Nombreuses sont les idées reçues qu’on peut avoir sur le métier de la traduction. Qu’elles soient vraies ou fausses, une chose est admise : la traduction n’est pas faite pour tous. Là, on a affaire à un métier réservé à des personnes non seulement douées pour les langues : c’est avant tout des gens qui comprennent les langues en profondeur et qui en ont fait leur objet d’études. Ce n’est pas de gens qui ont seulement accepté de bonne grâce ce don pour les langues, mais qui y ont mis du sien pour que ce don leur rapporte des bénéfices d’une plus grande valeur que le “capital de départ” – en le questionnant, en l’étudiant.

C’est la raison pour laquelle les ONG telles que l’ONU sont inlassablement à la recherche des interprètes de conférence, l’un de rares métiers dont la demande dépasse largement l’offre. Et pour cause, car si ce métier exige des capacités cérébrales bien particulières, c’est aussi parce que le travail de traducteur/interprète peut être indispensable dans la formation historique et géopolitique de notre société. Les procès de Nuremberg (1945-1949) sont un exemple du rôle charnière que joue l’interprétariat au lendemain de la Seconde Guerre mondiale. C’était aussi la premiere fois dans l’histoire où l’interprétation consecutive ne faisait plus l’affaire, et que, dans l’intérêt d’en finir avec les procès le plus rapidement possible, les besoins du moment faisaient qu’il fallait passer à l’interprétation simultanée. Certains diront même que la mise au point de l’interprétation simultanée aurait permis aux Américains de gagner du temps en leur faveur et de s’en prendre à une nouvelle cible : les Soviétiques.

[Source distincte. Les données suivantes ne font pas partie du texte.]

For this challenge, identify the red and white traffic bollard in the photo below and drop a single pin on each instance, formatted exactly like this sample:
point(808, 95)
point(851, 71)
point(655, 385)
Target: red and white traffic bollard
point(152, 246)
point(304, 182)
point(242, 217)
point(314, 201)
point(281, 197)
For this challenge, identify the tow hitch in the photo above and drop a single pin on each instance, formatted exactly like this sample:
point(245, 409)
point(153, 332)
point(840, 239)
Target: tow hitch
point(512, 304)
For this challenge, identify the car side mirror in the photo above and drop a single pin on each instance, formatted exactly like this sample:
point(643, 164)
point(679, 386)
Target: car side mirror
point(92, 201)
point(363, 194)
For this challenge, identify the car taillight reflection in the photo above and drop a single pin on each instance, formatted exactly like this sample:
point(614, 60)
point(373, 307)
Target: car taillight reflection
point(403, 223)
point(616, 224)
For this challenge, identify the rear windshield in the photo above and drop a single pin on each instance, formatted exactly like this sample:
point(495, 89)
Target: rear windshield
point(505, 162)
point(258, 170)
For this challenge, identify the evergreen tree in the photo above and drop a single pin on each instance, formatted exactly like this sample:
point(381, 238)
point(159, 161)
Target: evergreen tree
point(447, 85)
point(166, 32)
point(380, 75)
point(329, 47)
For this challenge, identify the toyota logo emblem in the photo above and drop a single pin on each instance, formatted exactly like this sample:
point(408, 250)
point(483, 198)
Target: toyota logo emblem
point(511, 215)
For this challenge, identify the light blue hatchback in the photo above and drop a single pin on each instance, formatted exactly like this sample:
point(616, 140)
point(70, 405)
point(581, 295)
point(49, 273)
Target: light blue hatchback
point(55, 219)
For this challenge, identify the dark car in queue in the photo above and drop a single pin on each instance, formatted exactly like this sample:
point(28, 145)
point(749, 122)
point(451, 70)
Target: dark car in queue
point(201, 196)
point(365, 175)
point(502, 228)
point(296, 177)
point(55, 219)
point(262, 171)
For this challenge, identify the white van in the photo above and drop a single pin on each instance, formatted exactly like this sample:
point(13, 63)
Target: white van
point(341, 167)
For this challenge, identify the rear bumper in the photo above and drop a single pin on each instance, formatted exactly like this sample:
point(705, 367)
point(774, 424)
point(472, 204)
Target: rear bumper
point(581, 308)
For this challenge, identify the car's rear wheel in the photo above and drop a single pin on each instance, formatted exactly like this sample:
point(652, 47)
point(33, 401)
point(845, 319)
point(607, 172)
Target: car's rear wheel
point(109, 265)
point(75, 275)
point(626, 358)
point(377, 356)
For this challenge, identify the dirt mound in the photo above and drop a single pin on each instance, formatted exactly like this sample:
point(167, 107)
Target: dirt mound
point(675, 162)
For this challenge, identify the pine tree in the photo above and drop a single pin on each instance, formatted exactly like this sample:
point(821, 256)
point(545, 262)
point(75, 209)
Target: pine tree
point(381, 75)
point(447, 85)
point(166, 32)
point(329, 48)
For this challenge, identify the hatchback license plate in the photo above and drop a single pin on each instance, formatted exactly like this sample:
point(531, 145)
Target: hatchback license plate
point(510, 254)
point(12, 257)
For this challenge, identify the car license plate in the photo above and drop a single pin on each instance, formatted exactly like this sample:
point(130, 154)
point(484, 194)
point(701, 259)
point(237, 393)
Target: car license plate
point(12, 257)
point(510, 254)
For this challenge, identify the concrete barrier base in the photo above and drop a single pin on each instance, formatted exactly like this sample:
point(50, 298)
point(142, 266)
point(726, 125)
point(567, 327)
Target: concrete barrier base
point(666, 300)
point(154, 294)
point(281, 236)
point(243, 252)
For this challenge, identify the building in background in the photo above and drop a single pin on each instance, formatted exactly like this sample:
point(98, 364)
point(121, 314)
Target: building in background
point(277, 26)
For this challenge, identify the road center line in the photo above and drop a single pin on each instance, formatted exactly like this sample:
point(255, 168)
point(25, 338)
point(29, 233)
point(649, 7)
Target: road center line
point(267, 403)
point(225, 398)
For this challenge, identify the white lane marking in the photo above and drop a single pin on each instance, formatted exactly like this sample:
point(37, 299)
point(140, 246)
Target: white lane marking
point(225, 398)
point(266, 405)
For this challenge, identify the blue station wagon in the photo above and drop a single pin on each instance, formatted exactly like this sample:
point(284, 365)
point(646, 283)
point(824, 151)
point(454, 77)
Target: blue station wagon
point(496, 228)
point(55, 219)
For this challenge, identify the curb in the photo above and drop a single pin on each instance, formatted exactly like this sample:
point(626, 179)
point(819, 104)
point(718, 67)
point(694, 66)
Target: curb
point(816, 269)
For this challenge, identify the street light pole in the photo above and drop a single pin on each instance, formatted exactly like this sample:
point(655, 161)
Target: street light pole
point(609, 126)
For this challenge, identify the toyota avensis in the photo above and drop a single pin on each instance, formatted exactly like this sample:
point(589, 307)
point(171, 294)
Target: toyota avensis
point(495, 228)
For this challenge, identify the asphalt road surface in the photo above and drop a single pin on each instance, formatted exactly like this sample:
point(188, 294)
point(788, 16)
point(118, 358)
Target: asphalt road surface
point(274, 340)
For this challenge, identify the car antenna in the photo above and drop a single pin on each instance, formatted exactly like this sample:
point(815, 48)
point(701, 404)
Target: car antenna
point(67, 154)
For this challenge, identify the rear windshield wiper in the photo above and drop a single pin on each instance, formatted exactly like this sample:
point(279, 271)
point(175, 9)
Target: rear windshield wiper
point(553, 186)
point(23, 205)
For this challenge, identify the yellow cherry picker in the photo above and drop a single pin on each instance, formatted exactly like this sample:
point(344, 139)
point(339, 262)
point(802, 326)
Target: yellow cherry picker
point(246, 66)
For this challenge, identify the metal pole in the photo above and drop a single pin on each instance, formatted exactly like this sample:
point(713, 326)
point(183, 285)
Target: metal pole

Toujours est-il que l’interprétariat n’est qu’une facette parmi tant d’autres du domaine de la traduction. Si l’interprétation se fait sur le moment et exige qu’on réagisse rapidement, la traduction littéraire nous permet souvent de contempler le choix de mots, quitte à ne jamais trouver le mot juste. Il se dit que la vocation de l’écrivain ne consiste pas à écrire, mais à regarder par la fenêtre. Le lecteur attentif verrait où je veux en venir…S’il appartient à l’écrivain de regarder par la fenêtre, la prérogative du traducteur serait de restituer cette fenêtre, et ce sur quoi elle donne, c’est-à-dire la vision et le style de l’auteur.

Proust disait :

Les beaux livres sont écrits dans une sorte de langue étrangère. Sous chaque mot, chacun de nous met son sens ou du moins son image, qui est souvent un contresens. Mais dans les beaux livres, tous les contresens qu’on fait sont beaux.”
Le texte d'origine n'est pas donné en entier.